Excessive Punishment

The teen's family said they were devastated by what unfolded Thursday. His mother, Dina Hoyt, said her son was in the library talking with friends about the fire drill that occurred the day before and jokingly told his friends that he wondered what would happen next. 

Hoyt said her son admits saying the school would probably blow up next, but did not make any bomb threats to his friends or anyone at the school. Hoyt said her son's conversation with friends was taken out of context and blown out of proportion. 

Hoyt said her son is a "good boy" who was involved with the school's D.A.R.E. program, was never in trouble and had never been suspended.

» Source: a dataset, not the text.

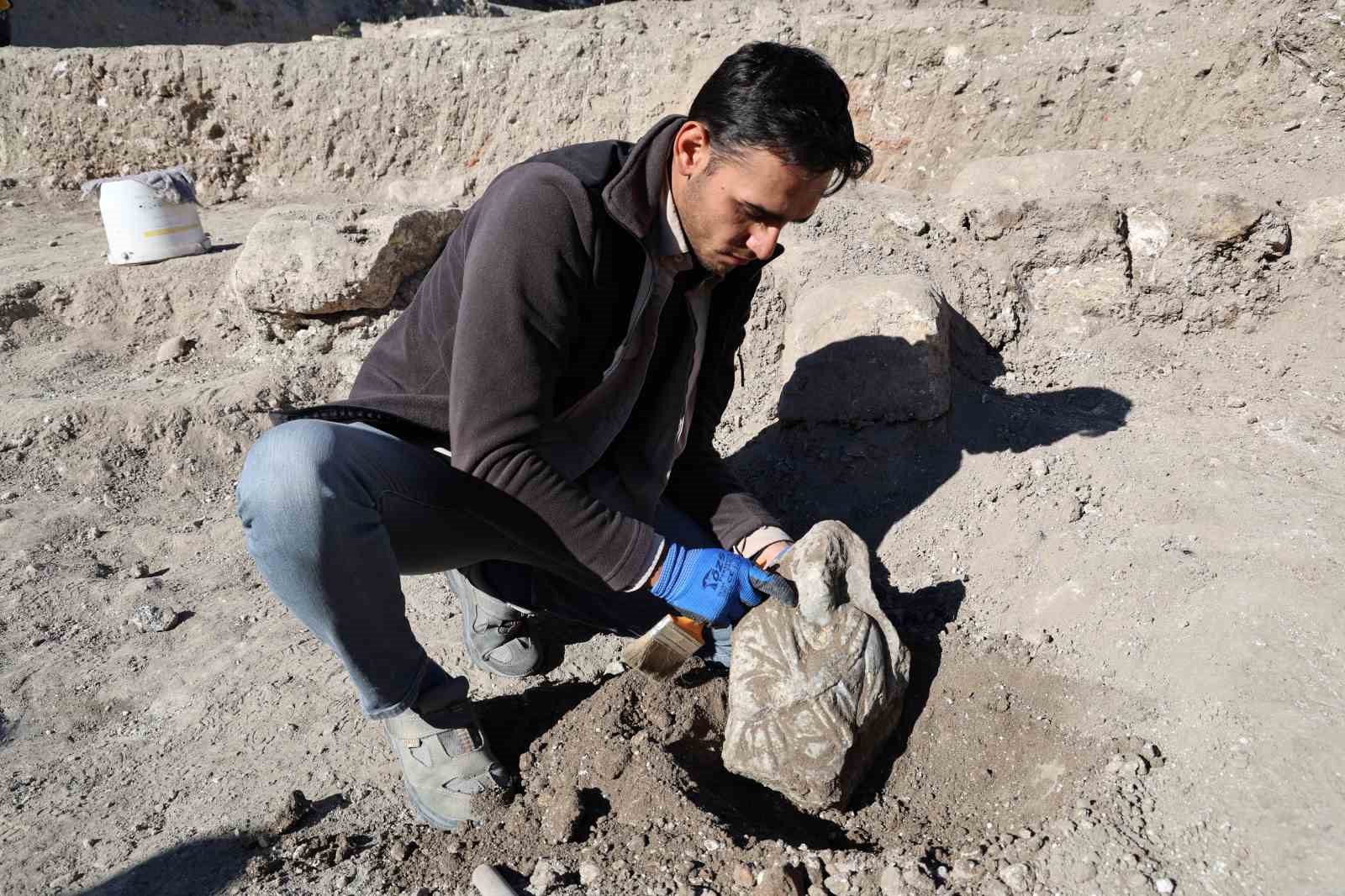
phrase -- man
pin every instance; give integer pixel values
(540, 421)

"Even Officer Wellman said he feels terrible because he's such a good kid," she said. "My son is really upset and regrets even joking with his friends about it."

While she does not disagree with the school's administration explaining the severity of the words he chose to use and even taking away his ability to attend the social or suspending him for a day, she said suspending him for five days and not allowing him to attend his own graduation is excessive and devastating. 

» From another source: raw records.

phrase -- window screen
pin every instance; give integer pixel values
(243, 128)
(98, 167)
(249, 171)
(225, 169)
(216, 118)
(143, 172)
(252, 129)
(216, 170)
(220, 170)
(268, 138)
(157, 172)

The punishment was one thing, but the superintendent's behavior was even more shocking, according to Hoyt. 

"She said she would do whatever she had to do to have him charged," Hoyt said of Durkin. "She acted so unprofessional and was yelling at him even though she saw that I was distraught over the situation and that my son was upset."

"It is very shocking the whole thing and we are all really devastated by it," she said. "Even one of the officers heard Dr. Durkin say she wanted to make an example out of my son and said they thought the situation was being blown out of proportion and told me that it was just bad timing."

"I think it was blown out of proportion because of the other incidents at the school that happened recently," she said. "Mrs. Knox, the assistant principal and Mr. Sakarati, the principal, were sweethearts in how they handled everything. They even called to ask how he was doing."

Superintendent Durkin did not respond to requests for comment regarding the incident.